少し不安そうに聞いてくるが、その心配はいらない。
「五感強化は高速で魔力を循環させる必要がある。怪我をするほど魔力を操作出来るのなら危険だが、身体強化をしようとして変な失敗が起きることはまず無いぞ」
魔力を操作し始める三人。
熱心なのはいいことだが……。
「依頼の話はどこ行った? まだこっちは報酬の内容も聞いて無いんだが」
そう伝えると鏡花は慌てて屑魔石を机の上に置く。
「また如月に怒られるとこだった! 依頼の報酬はギルドの調理部屋の使用権。一回講習を受けると一ヶ月は自由に使える。ちなみにこの部屋は、お金でレンタル出来ないから、使いたければ何かしらギルドの依頼で許可を取るしかないね」
料理しないから別にいらんが。
あまり気が乗らず断ろうとしていたところ、紬が待ったをかける。
「丁度いい! レオさん! これ受けた方がいいよ」
「飯はギルドの食堂で満足してるし、俺は料理しないぞ? そんな部屋借りたところで……」
「私が使うの! ギルドの調理室は調理用の特殊な魔道具が置かれてあるから、レオさんの回収したお肉も美味しく調理出来るよ」
「依頼を受ける。精一杯頑張るから任せてくれ」
「了解。如月にそう伝えとくわ。明日迎えに行くから準備しといて」
報酬で得られる使用権は、パーティーメンバーである紬も適用されるらしく、二つ返事で了承した。

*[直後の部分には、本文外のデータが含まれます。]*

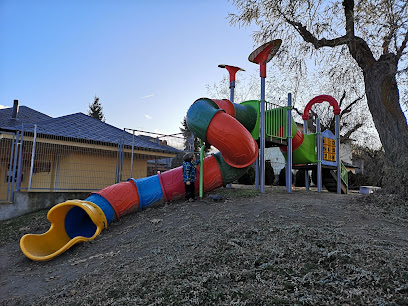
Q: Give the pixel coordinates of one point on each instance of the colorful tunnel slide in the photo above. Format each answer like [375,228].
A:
[223,124]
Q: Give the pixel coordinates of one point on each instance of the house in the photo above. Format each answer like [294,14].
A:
[69,153]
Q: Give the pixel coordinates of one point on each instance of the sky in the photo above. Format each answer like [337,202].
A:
[146,60]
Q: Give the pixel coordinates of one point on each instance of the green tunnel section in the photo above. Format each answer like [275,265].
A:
[275,121]
[201,116]
[276,127]
[306,153]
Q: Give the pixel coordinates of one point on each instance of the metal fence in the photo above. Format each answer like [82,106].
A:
[36,162]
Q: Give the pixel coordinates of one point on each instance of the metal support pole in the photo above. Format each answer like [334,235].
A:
[201,190]
[306,171]
[257,173]
[262,138]
[133,151]
[232,91]
[289,157]
[32,158]
[338,154]
[319,156]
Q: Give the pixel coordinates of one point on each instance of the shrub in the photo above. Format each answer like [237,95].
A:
[248,178]
[282,177]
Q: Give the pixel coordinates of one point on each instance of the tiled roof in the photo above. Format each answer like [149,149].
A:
[25,115]
[78,126]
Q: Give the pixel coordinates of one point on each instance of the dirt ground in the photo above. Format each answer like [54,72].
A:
[246,249]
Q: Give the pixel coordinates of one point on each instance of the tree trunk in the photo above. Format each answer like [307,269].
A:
[383,102]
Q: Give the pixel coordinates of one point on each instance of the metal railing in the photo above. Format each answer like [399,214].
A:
[34,162]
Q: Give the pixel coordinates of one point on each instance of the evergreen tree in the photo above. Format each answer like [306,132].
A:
[96,110]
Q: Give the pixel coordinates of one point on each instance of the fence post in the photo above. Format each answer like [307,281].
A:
[32,158]
[289,157]
[20,160]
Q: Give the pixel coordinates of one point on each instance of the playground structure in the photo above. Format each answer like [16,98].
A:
[239,131]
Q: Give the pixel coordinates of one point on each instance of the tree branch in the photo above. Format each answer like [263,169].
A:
[348,108]
[403,46]
[310,38]
[355,128]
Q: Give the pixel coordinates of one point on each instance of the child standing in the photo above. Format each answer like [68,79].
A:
[189,175]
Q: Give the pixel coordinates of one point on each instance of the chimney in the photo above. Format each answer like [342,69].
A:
[15,110]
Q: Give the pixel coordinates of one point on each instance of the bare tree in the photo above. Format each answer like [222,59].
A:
[372,33]
[355,119]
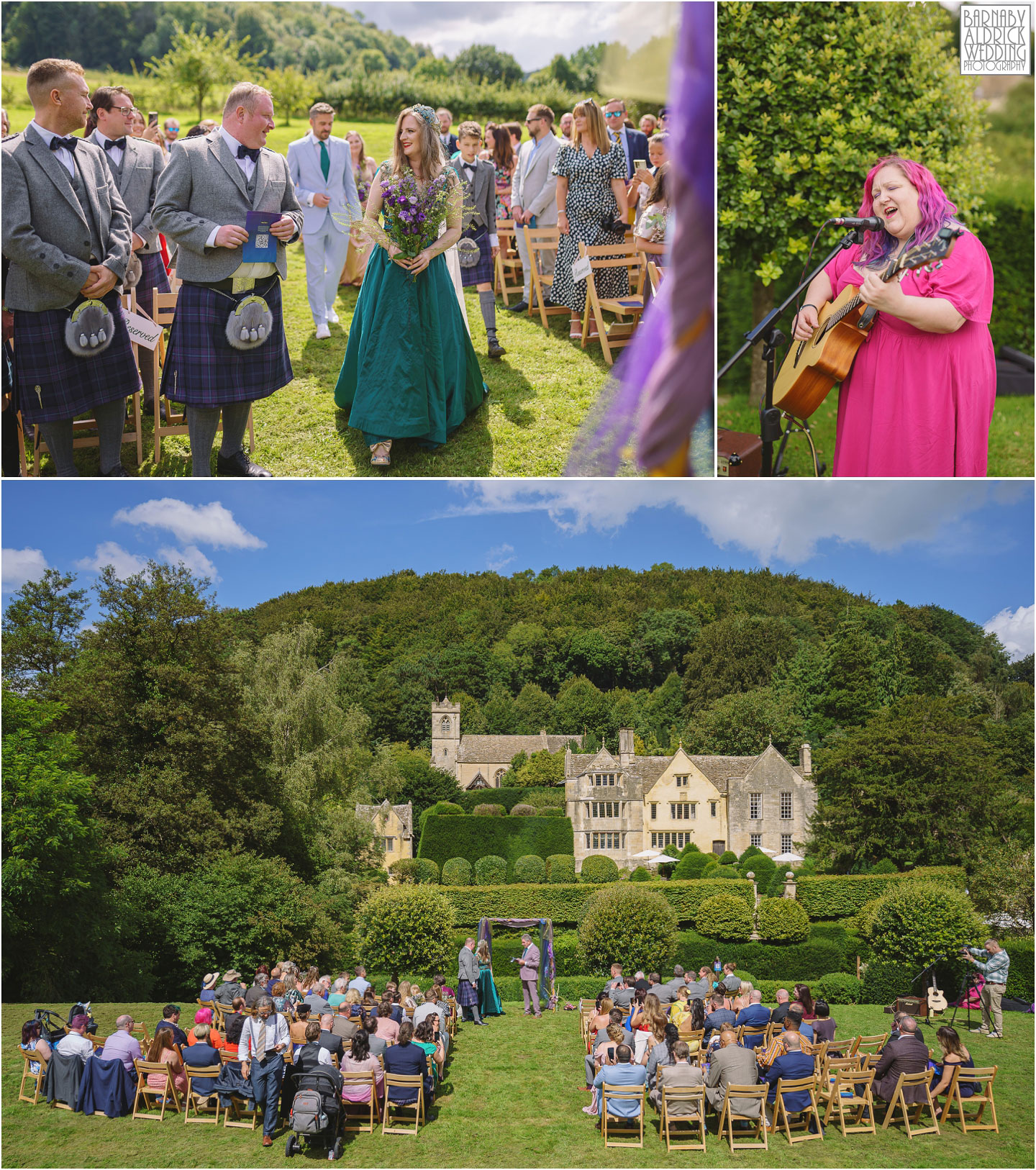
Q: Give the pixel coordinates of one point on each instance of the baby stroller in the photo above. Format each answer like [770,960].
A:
[316,1113]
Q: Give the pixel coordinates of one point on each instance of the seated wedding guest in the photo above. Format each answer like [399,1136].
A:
[731,1065]
[163,1051]
[680,1074]
[792,1066]
[955,1056]
[359,1059]
[122,1045]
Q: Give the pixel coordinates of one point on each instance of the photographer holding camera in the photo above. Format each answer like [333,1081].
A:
[995,970]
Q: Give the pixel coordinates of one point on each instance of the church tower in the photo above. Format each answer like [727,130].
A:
[446,735]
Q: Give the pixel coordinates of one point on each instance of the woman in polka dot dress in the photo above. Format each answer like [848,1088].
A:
[591,190]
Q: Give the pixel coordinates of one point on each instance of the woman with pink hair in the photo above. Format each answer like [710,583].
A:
[919,397]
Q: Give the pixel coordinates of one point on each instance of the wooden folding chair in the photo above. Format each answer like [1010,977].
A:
[981,1081]
[799,1130]
[678,1138]
[912,1080]
[538,241]
[165,1095]
[396,1080]
[201,1099]
[605,258]
[613,1128]
[758,1140]
[509,263]
[163,312]
[360,1080]
[27,1074]
[849,1098]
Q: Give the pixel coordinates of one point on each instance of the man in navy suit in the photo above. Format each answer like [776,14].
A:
[634,143]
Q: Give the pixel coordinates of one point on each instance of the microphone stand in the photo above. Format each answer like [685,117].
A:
[766,331]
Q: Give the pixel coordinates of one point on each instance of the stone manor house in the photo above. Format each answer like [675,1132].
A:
[620,805]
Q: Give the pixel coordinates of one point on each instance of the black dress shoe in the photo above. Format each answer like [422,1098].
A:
[240,465]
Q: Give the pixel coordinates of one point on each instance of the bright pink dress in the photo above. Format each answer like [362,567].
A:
[917,403]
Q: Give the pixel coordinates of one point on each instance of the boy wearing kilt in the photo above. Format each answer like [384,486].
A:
[227,347]
[136,165]
[478,244]
[67,237]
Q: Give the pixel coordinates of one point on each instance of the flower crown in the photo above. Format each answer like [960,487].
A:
[427,114]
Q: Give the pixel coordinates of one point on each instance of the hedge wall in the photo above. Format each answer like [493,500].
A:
[508,837]
[564,904]
[841,895]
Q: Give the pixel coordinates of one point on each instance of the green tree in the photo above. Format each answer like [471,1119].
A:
[783,175]
[196,63]
[41,631]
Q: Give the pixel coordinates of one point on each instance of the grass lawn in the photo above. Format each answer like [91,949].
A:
[540,392]
[1011,433]
[512,1099]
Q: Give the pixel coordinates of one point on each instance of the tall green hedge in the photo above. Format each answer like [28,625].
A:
[564,904]
[841,895]
[506,837]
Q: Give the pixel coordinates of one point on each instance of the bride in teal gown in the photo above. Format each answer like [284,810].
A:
[409,369]
[489,1001]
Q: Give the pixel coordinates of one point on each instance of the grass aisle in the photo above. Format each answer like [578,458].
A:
[512,1099]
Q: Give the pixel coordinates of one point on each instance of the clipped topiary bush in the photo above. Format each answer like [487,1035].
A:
[779,920]
[628,925]
[599,869]
[530,869]
[837,988]
[456,872]
[491,871]
[415,872]
[561,869]
[406,928]
[725,917]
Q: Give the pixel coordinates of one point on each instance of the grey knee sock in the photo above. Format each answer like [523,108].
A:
[112,420]
[201,431]
[235,420]
[488,303]
[59,439]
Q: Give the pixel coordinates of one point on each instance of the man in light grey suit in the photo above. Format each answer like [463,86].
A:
[136,165]
[732,1065]
[533,191]
[67,237]
[321,168]
[209,185]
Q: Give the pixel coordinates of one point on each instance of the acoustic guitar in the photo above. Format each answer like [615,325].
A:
[811,369]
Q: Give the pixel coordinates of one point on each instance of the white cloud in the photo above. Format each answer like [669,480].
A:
[193,558]
[196,523]
[125,564]
[1017,630]
[22,566]
[773,520]
[499,558]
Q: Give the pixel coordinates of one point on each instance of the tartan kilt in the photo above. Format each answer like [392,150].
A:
[153,278]
[68,385]
[202,369]
[482,272]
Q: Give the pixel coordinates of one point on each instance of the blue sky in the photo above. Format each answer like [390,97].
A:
[965,545]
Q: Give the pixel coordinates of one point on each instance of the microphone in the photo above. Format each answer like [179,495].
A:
[871,222]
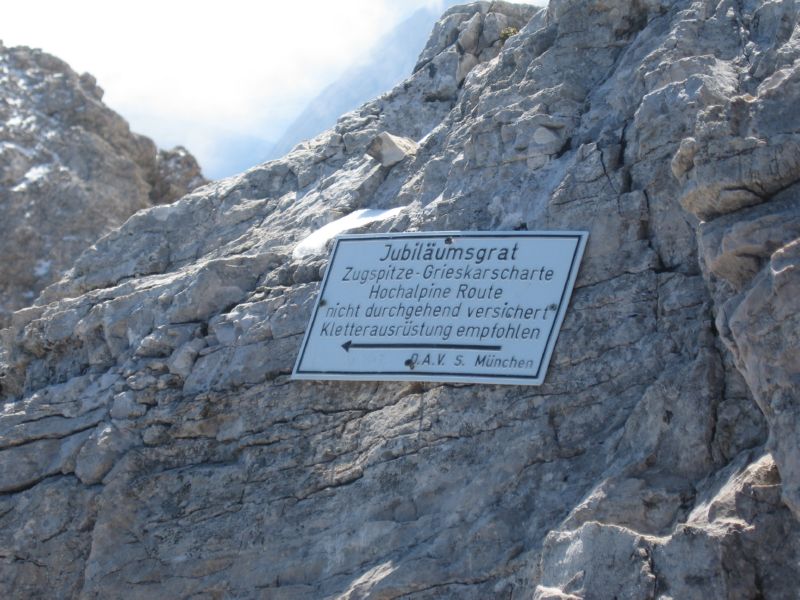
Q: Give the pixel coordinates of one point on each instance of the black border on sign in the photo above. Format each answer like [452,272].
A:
[579,237]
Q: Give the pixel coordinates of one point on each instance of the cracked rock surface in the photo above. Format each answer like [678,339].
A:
[153,444]
[70,172]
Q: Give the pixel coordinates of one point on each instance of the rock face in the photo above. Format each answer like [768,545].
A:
[154,445]
[70,172]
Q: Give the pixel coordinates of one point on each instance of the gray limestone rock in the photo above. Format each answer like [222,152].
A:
[153,443]
[70,172]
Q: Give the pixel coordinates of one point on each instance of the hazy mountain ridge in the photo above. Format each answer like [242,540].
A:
[150,416]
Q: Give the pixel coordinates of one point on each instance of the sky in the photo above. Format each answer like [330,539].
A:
[206,74]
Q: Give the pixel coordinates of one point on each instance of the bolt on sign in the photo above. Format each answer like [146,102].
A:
[472,307]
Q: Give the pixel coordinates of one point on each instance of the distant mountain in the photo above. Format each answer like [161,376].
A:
[390,62]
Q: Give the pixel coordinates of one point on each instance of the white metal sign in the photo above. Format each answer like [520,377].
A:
[479,307]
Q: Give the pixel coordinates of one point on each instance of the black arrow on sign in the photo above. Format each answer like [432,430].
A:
[351,344]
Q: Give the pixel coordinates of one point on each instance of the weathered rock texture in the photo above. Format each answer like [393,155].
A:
[154,445]
[70,172]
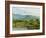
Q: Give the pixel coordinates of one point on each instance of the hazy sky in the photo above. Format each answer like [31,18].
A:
[26,11]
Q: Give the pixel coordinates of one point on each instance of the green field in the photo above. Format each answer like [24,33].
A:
[29,24]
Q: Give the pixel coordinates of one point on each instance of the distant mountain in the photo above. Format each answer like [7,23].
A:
[24,17]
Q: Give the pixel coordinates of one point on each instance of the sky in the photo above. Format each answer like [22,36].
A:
[26,11]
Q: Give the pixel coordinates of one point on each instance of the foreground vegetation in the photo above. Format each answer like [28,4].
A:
[29,24]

モンスターを調理するにあたって、理紗の魔法では慣れないうちは失敗する可能性もあると言っていたため、渡りに船の依頼報酬だった。
三人と別れ、ベッドで横になる。
講師に行く場所は、理紗と紬も同席しているらしく、何かあれば頼ってくれと言われたが……。
いつまでも二人におんぶに抱っこではいられない。
手始めに明日の依頼を華麗にこなし……。